1998, das habe ich jetzt in Oesers Briefen an mich wiedergefunden, muß ich ihn gefragt haben, ob er nicht im Kulturstadtjahr 1999 seines 70. Geburtstages in einer besonderen Retrospektive gedenken wolle. Am 4. Oktober 1998 schrieb er mir darauf­hin: "Ich hatte zwischendurch daran gedacht, Auszüge aus meinen Tagebüchern (in­zwischen etwa 200) zu veröffentlichen, um ein bißchen Wirbel zu machen und etwas Zeitgeschichte vorzuzeigen. Aber auch dazu fehlt mir jetzt noch der nötige kontinuier­liche Wille [...] Was also zu meinem 1999er Jubeltag geschieht oder nicht geschieht, damit möchte ich mich in keiner Weise befassen." Und bereits am 1. Februar 1998 hatte er formuliert: "Ausstellen werde ich jedenfalls wohl nicht im nächsten Jahr. Es ist auch meine Ermüdung gegen solche Vorzeigungen, die Masse dieser Erscheinun­gen im ganzen gesehen ["Es ist ein so mit Ereignissen überfrachtetes Jahr"; ebd.], der Hang zum Spektakulären sowohl als auch die Überbewertung jedes dilettantischen Quarkes, die mich zurückhalten."

Meines Erachtens ganz typische Oeser-Sätze, die einen weiteren Aspekt der Wirk­­möglichkeit seiner Kunst aufzeigen: War doch die Möglichkeit seiner künstlerischen Wir­kung immer bestimmt durch seine große persönliche Bescheidenheit wie durch seinen unglaublichen Perfektionismus, seinen Qualitätsanspruch, der seine akribische, jedes Werk immer wieder reflektierende Arbeitsweise begründete. "Sie sehen: Alles ist mir unter den Händen, wie es zu gehen pflegt, kompliziert, vielschichtig, vielseitig deutbar geworden.

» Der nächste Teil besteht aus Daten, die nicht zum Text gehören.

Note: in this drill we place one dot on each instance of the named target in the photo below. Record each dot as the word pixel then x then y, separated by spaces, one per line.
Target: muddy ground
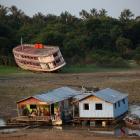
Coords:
pixel 14 87
pixel 45 134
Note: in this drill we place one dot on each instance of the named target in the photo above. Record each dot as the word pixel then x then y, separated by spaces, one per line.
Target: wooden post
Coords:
pixel 18 111
pixel 73 111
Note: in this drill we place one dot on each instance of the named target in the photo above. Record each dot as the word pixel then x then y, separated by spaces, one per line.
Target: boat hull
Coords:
pixel 47 59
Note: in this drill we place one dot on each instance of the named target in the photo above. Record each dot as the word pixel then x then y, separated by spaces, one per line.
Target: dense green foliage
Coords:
pixel 94 38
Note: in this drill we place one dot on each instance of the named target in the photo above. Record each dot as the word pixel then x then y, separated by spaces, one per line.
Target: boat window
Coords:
pixel 86 106
pixel 98 106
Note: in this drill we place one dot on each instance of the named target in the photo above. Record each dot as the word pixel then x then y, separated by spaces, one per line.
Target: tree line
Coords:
pixel 92 38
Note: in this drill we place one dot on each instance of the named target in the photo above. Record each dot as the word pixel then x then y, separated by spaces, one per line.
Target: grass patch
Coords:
pixel 90 68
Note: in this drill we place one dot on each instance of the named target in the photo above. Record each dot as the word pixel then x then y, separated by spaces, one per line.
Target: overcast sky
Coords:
pixel 114 7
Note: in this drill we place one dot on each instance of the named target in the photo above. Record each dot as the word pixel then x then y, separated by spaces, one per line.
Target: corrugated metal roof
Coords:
pixel 107 94
pixel 82 96
pixel 110 95
pixel 57 95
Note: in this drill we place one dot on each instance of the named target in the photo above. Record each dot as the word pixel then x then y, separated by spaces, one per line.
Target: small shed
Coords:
pixel 54 105
pixel 106 104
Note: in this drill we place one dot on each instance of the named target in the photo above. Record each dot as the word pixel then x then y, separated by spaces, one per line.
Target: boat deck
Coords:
pixel 31 50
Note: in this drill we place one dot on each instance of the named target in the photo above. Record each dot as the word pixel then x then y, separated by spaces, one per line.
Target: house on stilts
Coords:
pixel 101 107
pixel 65 104
pixel 52 107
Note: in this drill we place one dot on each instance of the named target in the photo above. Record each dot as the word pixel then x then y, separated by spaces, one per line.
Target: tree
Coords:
pixel 102 13
pixel 84 14
pixel 123 44
pixel 94 12
pixel 126 15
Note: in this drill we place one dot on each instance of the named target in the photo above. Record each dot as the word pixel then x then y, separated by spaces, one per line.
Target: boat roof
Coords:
pixel 29 49
pixel 55 95
pixel 108 94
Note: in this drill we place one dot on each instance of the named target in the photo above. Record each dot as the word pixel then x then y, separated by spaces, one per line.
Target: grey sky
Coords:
pixel 114 7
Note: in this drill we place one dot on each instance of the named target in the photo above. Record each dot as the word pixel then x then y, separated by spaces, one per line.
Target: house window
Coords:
pixel 118 103
pixel 98 106
pixel 86 106
pixel 58 60
pixel 55 54
pixel 123 101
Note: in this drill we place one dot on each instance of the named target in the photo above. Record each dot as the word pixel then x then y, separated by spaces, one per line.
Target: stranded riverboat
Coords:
pixel 38 57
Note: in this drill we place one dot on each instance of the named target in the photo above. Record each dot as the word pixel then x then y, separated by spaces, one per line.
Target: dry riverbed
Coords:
pixel 17 86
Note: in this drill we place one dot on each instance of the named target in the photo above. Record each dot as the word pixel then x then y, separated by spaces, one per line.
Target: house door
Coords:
pixel 52 109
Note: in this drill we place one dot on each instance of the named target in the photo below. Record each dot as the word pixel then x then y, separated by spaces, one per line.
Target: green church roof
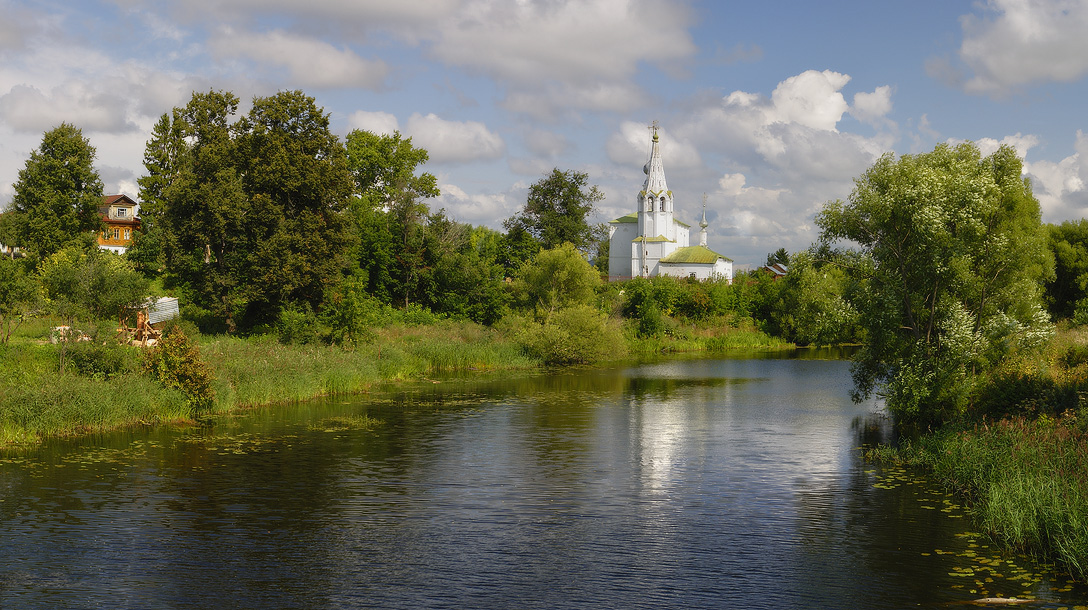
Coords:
pixel 633 218
pixel 694 254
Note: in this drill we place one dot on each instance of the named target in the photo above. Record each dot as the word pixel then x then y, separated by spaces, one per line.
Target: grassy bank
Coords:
pixel 107 388
pixel 104 387
pixel 1021 458
pixel 1026 481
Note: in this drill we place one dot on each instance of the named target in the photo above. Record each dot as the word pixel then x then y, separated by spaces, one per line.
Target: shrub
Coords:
pixel 297 325
pixel 577 335
pixel 176 363
pixel 101 361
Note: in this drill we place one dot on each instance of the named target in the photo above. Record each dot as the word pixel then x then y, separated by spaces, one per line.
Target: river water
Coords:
pixel 692 483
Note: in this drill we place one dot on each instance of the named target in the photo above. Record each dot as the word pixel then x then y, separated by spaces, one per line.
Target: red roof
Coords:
pixel 111 199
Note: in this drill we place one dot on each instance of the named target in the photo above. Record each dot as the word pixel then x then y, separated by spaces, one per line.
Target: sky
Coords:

Es ist auch immer das 'Unbewußte' im Spiel", heißt es brieflich am 10. Februar 2003.

Zum 70. kam keine Retrospektive zustande, und auch 2009, im Jahr seines 80. Ge­burtstages, zeigte die Galerie Profil neue Arbeiten. Auch wir werden nun also, wenn wir sein Lebenswerk sichten, es mit den Augen des Toten zu sehen versuchen müssen.

"Unser Arzt tut sein Möglichstes, die - oft fast unerträglichen - Schmerzen (aber der Mensch kann viel aushalten, solange er nicht allein ist) durch schon mehrfach erhöhte Opioid-Dosen zu lindern. [...] Meine liebe Frau hilft, so gut sie kann", schrieb Oeser mir am 2. August 2010. Wir wissen, daß er auch jetzt nicht allein ist, sondern in der Erlösung von seinen Schmerzen nun leibhaftig das Himmlische Jerusalem schaut, das er uns als Künstler nicht zu zeigen vermochte.